ESPN began a series naming the top 50 college basketball coaches, as picked by an ESPN panel, last weekend.
Familiar names so far include No. 39 Tubby Smith (Texas Tech), No. 49 Richard Pitino (Minnesota) and No. 21 Larry Brown (SMU).
We'll assume SEC coaches, plus U of L Coach Rick Pitino, are in the top 20.
The series continues over the next few weeks.
Two coaches who did not make ESPN's top 50 were Bruce Pearl (Auburn) and Kevin Stallings (Vanderbilt).
A few tidbits emerged while reading the four contracts John Calipari has had as UK coach:
■ UK must provide him two "late-model, quality cars." He's also entitled to reimbursement for business-related mileage.
■ Calipari has control of 20 "prime, lower level" tickets to home, away and post-season games. He also had the option to buy as many as 20 additional tickets.
■ If he remains UK coach on July 31 of this year, Calipari receives a retention bonus of $1,000,000. That bonus increases to $1,600,000 if Calipari remains coach in July of 2015 and will be more than $2,000,000 in each of the remaining six years of the contract.
'Typical' UK-U of L
In case there were any doubts, last weekend proved that the Kentucky-Louisville rivalry translates to baseball.
Even a start delayed four hours (OK, actually three hours and 55 minutes) failed to dull the spirit in the air once the UK-U of L game got underway. Twice collisions at home plate brought players from both teams charging out of the dugouts.

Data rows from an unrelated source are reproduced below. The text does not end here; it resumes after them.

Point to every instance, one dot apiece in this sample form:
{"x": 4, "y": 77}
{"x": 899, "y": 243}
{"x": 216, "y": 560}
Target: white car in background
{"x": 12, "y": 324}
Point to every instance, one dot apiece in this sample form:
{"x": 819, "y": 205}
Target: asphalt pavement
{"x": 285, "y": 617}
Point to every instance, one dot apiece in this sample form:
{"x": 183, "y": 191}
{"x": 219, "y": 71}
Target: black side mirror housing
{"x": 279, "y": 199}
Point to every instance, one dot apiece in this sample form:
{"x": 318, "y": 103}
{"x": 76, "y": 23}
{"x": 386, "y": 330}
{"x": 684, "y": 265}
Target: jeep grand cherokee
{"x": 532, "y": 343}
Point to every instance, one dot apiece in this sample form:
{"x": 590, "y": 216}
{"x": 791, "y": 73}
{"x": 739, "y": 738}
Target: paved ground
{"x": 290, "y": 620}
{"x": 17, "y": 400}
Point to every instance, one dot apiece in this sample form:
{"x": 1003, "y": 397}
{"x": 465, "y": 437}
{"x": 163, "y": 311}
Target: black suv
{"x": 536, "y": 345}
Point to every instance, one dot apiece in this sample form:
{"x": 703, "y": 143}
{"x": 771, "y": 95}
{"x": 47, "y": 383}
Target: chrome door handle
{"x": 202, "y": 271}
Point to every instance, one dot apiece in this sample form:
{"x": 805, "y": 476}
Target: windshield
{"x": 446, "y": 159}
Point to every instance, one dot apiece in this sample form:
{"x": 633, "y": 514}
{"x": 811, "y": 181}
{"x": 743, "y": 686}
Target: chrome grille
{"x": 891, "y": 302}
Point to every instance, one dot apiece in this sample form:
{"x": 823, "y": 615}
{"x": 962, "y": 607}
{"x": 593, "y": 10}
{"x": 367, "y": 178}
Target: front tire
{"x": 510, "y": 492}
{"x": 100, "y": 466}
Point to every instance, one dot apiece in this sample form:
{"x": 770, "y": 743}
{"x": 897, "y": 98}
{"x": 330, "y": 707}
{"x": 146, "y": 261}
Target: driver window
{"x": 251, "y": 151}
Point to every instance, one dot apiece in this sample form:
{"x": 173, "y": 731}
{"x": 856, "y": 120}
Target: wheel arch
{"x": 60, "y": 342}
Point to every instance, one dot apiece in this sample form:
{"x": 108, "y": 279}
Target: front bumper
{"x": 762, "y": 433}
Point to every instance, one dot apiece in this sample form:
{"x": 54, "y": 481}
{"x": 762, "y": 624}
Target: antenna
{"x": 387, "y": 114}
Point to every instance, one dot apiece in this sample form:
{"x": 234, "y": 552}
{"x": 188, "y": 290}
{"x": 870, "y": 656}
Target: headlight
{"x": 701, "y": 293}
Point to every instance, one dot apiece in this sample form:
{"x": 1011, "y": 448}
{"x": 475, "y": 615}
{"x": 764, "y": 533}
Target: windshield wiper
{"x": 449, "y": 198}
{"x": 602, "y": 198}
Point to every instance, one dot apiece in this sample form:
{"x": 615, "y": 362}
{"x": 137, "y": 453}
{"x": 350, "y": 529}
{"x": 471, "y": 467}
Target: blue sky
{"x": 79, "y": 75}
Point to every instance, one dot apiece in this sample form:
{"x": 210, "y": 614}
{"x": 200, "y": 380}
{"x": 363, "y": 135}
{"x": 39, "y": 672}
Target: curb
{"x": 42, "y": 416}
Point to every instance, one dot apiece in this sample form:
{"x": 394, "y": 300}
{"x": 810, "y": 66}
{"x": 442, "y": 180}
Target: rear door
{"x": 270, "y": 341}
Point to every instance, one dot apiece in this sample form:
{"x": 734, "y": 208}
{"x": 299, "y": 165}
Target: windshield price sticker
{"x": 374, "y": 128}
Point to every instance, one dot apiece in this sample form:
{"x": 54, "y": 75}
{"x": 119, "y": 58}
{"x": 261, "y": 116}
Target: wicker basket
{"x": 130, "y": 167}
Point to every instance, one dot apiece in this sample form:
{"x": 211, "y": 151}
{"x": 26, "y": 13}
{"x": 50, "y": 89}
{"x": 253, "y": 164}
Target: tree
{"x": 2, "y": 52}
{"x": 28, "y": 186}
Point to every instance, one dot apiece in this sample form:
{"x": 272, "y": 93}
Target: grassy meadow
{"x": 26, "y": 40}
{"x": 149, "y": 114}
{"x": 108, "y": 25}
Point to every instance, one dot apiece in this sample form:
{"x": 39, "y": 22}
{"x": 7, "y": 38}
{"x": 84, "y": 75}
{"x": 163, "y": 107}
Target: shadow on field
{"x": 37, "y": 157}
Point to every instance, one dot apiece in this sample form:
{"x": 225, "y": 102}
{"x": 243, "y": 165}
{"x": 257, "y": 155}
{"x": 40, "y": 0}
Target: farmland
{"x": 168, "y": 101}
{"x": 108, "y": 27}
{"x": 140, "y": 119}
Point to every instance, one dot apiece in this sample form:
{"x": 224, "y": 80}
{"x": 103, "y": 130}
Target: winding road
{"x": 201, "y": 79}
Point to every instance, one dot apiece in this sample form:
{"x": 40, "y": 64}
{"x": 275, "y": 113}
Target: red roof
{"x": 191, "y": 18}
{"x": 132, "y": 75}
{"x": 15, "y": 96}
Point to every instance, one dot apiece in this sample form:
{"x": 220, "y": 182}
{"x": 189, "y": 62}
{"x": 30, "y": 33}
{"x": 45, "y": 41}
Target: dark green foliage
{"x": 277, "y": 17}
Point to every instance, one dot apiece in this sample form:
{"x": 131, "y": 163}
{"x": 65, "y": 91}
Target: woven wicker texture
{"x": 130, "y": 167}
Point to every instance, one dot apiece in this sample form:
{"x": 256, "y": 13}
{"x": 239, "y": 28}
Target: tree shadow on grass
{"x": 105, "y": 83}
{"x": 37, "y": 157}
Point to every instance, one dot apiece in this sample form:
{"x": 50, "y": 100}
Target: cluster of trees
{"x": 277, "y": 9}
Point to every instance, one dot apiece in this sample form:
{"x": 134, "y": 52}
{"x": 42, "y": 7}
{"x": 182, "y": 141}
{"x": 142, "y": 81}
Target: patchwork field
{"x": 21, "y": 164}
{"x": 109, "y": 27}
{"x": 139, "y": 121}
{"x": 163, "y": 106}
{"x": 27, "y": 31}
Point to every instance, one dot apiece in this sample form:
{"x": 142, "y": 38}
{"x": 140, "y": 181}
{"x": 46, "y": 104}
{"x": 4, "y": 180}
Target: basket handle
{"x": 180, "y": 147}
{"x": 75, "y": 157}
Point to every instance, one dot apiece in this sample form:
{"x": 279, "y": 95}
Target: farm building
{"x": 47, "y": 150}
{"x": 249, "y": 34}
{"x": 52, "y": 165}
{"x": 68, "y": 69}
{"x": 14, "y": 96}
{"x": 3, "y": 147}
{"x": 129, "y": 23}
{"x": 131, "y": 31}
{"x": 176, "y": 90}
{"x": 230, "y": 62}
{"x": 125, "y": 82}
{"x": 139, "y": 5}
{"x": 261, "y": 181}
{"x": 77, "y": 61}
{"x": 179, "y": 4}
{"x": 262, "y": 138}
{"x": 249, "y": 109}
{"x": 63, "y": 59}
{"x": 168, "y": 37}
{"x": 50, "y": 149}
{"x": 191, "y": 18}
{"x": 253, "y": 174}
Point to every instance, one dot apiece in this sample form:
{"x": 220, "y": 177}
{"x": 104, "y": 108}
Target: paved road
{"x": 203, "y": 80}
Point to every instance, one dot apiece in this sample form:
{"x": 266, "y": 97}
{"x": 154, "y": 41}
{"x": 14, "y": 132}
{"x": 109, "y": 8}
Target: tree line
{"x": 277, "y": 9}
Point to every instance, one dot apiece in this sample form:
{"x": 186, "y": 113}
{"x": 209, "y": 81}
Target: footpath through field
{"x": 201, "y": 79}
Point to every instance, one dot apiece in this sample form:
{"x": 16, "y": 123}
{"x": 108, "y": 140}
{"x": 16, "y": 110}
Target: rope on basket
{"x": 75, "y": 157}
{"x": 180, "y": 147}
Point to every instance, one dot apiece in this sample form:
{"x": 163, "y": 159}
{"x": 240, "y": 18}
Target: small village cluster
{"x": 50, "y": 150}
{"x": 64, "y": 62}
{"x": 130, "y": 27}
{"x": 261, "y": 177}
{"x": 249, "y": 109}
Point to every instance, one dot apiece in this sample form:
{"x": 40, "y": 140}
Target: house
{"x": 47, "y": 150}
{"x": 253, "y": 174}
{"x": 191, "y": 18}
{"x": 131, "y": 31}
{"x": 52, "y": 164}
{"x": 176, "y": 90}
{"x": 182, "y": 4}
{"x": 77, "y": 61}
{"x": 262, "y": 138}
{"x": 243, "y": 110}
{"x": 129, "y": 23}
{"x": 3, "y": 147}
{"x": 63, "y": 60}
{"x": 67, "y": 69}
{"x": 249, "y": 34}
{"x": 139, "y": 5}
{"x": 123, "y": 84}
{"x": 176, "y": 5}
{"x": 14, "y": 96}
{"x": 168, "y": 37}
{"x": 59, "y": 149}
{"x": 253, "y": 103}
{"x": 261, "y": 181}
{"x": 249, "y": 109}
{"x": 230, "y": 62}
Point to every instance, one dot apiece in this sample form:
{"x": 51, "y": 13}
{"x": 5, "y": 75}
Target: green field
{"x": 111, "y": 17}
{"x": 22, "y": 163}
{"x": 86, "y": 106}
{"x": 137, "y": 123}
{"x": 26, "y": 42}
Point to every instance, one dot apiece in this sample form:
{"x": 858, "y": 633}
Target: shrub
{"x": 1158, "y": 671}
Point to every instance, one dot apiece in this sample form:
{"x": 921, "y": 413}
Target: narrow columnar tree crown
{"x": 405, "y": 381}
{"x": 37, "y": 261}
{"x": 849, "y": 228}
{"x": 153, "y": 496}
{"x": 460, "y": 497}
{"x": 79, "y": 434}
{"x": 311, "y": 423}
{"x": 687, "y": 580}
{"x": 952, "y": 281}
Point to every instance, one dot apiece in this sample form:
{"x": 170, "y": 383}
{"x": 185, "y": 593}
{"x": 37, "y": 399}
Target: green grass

"Typical Kentucky-Louisville athletic event," UK Coach Gary Henderson said after his team lost 4-1 in a baseball regional. "Lots of emotion."
UK shortstop Matt Reida embraced the passionate competition.
"It is what it is," he said. "As a player, you love those types of games. You love that atmosphere. This is why you come to Kentucky. ...
"The moment, I don't think, ever got too big for us. It just didn't go our way."
The Orlando Magic are offering a $100,000 prize to a fan who can correctly predict the first 14 players selected in the June 26 NBA Draft.
There's a catch: Only persons 18 and older who live within 75 miles of Orlando can enter the contest.
To Dick Vitale. He turns 75 on Monday. ... To Chuck Hayes. He turns 31 on Wednesday. ... To former UK president David Roselle. He turned 75 on May 30. ... To Florida Coach Billy Donovan. He turned 49 on May 30. ... To referee John Hampton. He turned 46 on Monday. ... To Barry Rohrssen. The new UK assistant turned 54 on Friday.